“You can’t lie to the young. You must not bullshit the young. It’s an absolute principle. These people were asking me questions, ‘Seriously what should I do with my life? Should I commit to socialism or not?’ I reviewed it. Is there now an international working class movement linked at the point of production, internationalist that could replace capitalism as was once thought possible. No. There isn’t. Is it in long term decline that idea? Yes. Is it coming back? I don’t think so. Is there an ideology at least, without anchorage in a material class movement, that could at least say it was a critique of capitalism that could transcend it? Not known to me, no. And one’s I’ve seen on offer, not very persuasive. At that point it seemed meaningless to go on calling myself a socialist.” -C. Hitchens
It’s interesting he stopped being a Socialist, although he doesn’t say much about it, and if something made him decide that doesn’t work. He pussy-footed about it, saying it’s not politically viable to join a Socialist movement now, rather than saying he changed his mind and doesn’t work. (And of course he asserted that Marxism still made valid observations, which is why he used to call himself a Marxist even if he wasn’t a socialist-whatever that means.)

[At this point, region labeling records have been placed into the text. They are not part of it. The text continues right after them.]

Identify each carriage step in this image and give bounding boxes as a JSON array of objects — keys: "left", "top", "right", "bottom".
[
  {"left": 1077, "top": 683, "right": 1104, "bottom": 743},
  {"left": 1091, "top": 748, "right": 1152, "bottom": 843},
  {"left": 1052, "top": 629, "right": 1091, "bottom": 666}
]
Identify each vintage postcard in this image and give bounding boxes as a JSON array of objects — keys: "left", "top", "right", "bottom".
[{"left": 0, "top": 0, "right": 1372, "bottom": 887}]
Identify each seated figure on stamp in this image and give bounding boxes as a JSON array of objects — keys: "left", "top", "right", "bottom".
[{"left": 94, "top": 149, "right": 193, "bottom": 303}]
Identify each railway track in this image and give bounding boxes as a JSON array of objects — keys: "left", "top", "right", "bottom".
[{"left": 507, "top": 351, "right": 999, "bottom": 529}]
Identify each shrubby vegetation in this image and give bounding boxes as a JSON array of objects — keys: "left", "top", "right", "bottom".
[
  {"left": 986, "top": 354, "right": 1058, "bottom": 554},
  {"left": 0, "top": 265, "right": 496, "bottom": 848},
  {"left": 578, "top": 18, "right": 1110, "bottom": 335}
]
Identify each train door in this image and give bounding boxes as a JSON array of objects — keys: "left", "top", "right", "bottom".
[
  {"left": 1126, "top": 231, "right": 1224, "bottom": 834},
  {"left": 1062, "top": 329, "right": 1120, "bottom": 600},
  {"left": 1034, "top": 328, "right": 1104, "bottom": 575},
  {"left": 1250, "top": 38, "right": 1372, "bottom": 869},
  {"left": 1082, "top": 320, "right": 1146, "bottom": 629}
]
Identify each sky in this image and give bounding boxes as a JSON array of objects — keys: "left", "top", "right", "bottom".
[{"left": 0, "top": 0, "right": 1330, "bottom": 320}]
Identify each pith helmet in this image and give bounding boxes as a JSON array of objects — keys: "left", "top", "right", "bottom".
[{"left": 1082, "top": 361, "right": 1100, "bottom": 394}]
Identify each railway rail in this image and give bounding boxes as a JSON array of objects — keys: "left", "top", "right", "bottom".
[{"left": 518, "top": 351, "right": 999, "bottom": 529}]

Sadly he’s dead, so his political meandering has come to an end – how interesting that he has continually tracked right after starting to the left in the sixties, becoming allied with the Neoconservatives on several issues like the invasion of Iraq. When I age, I’ll be a conservative too, as my mind calcifies, I become resistant to change and cut off and immune to new information. No matter how liberal you are in your youth, usually the world becomes more progressive and catches up, and if you aren’t competing to stay more liberal than the rest, you will wind up as part of another new conservative hegemony if you die of old age while feeling “future shock”.